29 Eylül 2018

Leave No Trace


ağır dram yapmayalım demişler, tamam tercih meselesi ama adamın sıkıntısı ne? bunu üç cümle ile anlatsalar ona bile razıydım. çok az ipucu, az dialog. bir dram da olmayınca biraz sıkıcı bir film olmuş. tabii sıkıcı filme göre hızlı geçti. esas kızın içinde kopan fırtınalar yüzünden belki insan bir yerden sonra acıyor, ondan bir hızlı geçiş söz konusu olabiliyor. canlı gitar çalımları güzeldi, müzikler fena değildi. yeşiller, doğa moğa falan da güzeldi. insandan uzaklaşma temalı film için izlenebilir. dram bekleniyorsa pek bir numarası yok. fikir bekleniyorsa yine yok. geriye ne kalırsa onun için izlenebilir işte.

--- spoiler ---

.pat diye ormanda başlıyor. bir baba ve kızı ormanda yaşıyorlar. düzenlerini kurmuşlar ama şehre gelip alışveriş yapıyorlar. adam eski asker, ilaçlarını hap bağımlılarına satarak para kazanıyor. mevzusu bu.
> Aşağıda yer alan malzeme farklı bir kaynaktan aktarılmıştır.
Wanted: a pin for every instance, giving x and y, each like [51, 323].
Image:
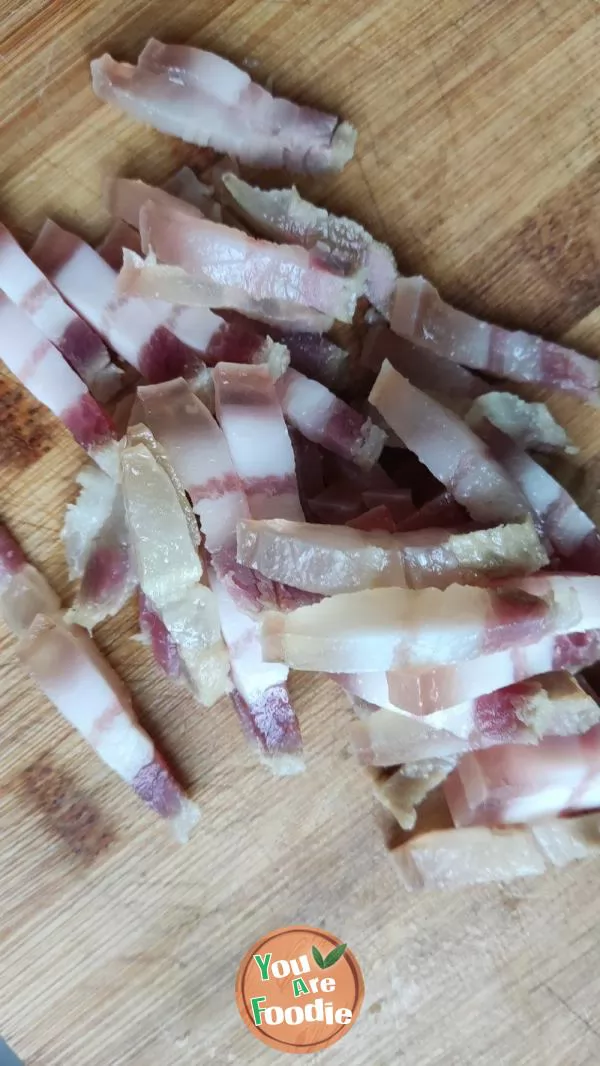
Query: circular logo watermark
[300, 989]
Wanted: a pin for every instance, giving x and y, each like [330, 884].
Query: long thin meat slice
[441, 512]
[569, 531]
[163, 538]
[424, 692]
[418, 313]
[321, 417]
[387, 629]
[23, 591]
[148, 279]
[48, 376]
[422, 368]
[281, 214]
[198, 451]
[449, 449]
[260, 697]
[208, 101]
[514, 784]
[257, 274]
[550, 705]
[529, 425]
[378, 518]
[67, 666]
[141, 332]
[250, 417]
[22, 283]
[453, 858]
[125, 197]
[318, 357]
[328, 560]
[96, 544]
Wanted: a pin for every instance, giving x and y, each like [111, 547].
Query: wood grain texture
[479, 161]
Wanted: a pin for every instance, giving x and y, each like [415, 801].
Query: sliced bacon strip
[328, 560]
[281, 214]
[449, 449]
[198, 451]
[163, 536]
[147, 279]
[388, 629]
[424, 692]
[550, 705]
[97, 549]
[378, 518]
[27, 287]
[529, 425]
[253, 275]
[208, 101]
[454, 858]
[418, 313]
[569, 531]
[250, 417]
[48, 376]
[421, 367]
[514, 784]
[141, 332]
[67, 666]
[442, 512]
[321, 417]
[23, 591]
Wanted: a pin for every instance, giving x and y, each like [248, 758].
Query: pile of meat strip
[388, 521]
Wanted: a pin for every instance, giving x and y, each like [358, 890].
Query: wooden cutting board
[479, 161]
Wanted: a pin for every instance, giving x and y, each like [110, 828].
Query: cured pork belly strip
[449, 449]
[528, 424]
[215, 338]
[550, 705]
[422, 368]
[164, 543]
[378, 518]
[387, 629]
[48, 376]
[442, 512]
[67, 666]
[418, 313]
[27, 287]
[252, 420]
[454, 858]
[148, 279]
[198, 451]
[97, 548]
[318, 357]
[569, 531]
[125, 197]
[515, 784]
[256, 274]
[328, 560]
[321, 417]
[23, 591]
[141, 332]
[208, 101]
[281, 214]
[424, 692]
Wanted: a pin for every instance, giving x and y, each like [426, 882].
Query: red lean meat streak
[69, 669]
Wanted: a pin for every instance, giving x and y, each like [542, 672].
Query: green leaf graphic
[318, 957]
[334, 955]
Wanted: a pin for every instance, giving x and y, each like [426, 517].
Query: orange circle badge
[300, 989]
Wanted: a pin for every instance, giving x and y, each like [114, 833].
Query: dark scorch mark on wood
[27, 431]
[67, 811]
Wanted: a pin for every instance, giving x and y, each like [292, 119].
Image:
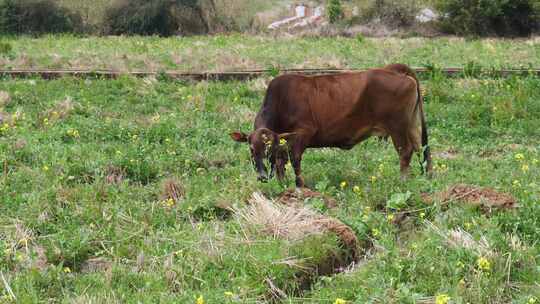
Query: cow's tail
[419, 109]
[425, 144]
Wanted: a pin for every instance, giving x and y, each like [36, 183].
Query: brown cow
[301, 112]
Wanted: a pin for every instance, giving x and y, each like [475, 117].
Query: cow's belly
[347, 139]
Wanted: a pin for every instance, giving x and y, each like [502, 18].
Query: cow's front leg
[296, 159]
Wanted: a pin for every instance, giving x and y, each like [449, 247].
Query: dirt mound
[474, 195]
[297, 197]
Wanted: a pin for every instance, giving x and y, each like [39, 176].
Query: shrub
[335, 11]
[392, 12]
[494, 17]
[158, 17]
[37, 17]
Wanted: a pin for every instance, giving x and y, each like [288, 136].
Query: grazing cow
[341, 110]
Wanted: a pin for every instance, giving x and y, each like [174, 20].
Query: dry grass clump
[60, 111]
[172, 190]
[459, 238]
[114, 175]
[284, 222]
[474, 195]
[297, 197]
[293, 222]
[5, 99]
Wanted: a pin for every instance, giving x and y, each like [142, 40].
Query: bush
[335, 11]
[37, 17]
[494, 17]
[394, 13]
[158, 17]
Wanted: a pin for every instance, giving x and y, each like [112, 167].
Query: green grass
[241, 52]
[56, 156]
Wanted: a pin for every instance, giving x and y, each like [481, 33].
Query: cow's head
[265, 144]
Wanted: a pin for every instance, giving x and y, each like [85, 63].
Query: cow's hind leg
[296, 159]
[405, 151]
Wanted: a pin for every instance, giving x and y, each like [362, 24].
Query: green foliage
[497, 17]
[395, 13]
[334, 11]
[82, 222]
[37, 17]
[160, 17]
[398, 200]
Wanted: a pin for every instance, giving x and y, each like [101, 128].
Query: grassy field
[241, 52]
[87, 214]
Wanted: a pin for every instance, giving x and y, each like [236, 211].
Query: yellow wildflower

.insanlardan uzak kalmak istiyor, tamam anladım ama kızını niye sürüklüyor? o da insan sayılmaz mı? zaten en sonunda adamı bıraktı. bunun açıklaması yok. askerlik yüzünden mi kafayı yemiş? yaptıkları psikolojik testin bari bir sonucu çıksaydı. bir manası olmuyor bir yerden sonra.

.işler böyle yarım yamalak, aç karna giderken kızı ormanda koşu yapan bir tip görüyor. yetkililere haber veriyor. köpekle ormana daldıkları vakit, o kadar tatbikat falan boşa gidiyor. hayvan iki saniyede bunları yakalıyor. sisteme giriyorlar. bir sürü test, şu bu derken, hayırsever bir vatandaş bunlara ev veriyor.

.yine ormanda müstakil bir ev, noel ağacı işi yapıyor ama bundan da memnun olmuyor. kızı orada kalmak istiyor. iki saniyede sosyalleşiyor. tavşanı olan bir oğlanla bile konuşuyor. bunca zaman ormanda yaşamış ama benden sosyal yemin ederim.

.zaten hikayenin başı yok, annesine ne oldu o belli değil. kaç senedir böyle yaşadıklarını da bilmiyoruz. hepsini kitabına bırakmışlar herhalde.

.neyse adam kalk gidiyoruz diyor, tekrar yollara düşüyorlar. otobüs yolculuğu, sonra kamyon şoföründen rica ile sapa bir yere geliyorlar. denizden yüksek bir yermiş. soğukmuş. kız donuyor, ayaklar su alıyor. babası bir sürü uğraşıyor ama olacak gibi değil. geceyi orada geçirmek için koştur koştur bir yer yapıyor. içinde donmadan sabaha çıkıyorlar. filmin en gergin kısmı burası, donsalar güzel olabilirdi. en azından bir küçük parmak falan olabilirdi yani.

.kurtuluyorlar, ağaç evi buluyorlar, biraz yiyecek falan var ama yeterli değil, adam bir şeyler bulmak için yola çıkıyor. uzaklaşamadan takılmış düşmüş. kız bir gün babasını bekliyor, yine geriliyoruz. ikinci gün aramaya gidip buluyor. neyse ki ölmemiş. tam o an ormanda takılan tiplere koşup yetişiyor.

.nasıl tesadüfse artık, onlar babasını kurtarıyorlar, karavan kamp alanı gibi. toplumdan uzak, doğa severlerle buluşuyorlar. nasıl iyi insanlarsa artık hepsi, bir tane kötü gözle bakanı yok, hepsi süper naifler. kimse kimsenin tavuğuna kışt demiyor.

.kız burayı da çok beğeniyor. orada kalmak için kira bile ödüyor. artık ne parası varsa işin başındaki karıya veriyor. adam iyileştikten sonra ki ayağı tam iyileşmeden bile o toplumdan bile ayrılıyor. 

.ormanda yalnız yaşayan başka bir adam varmış, kadın ona da yiyecek koyarmış. kızı da babasının özel sesini çıkararak yiyeceği koyuyor ve film böylece bitiyor. hani ne oldu dediğinizi duyar gibiyim.

.kız kamp alanında kalıyor, babasına sen de kalabilsen kalırsın biliyorum diyerek veda ediyor. bu yani sadece.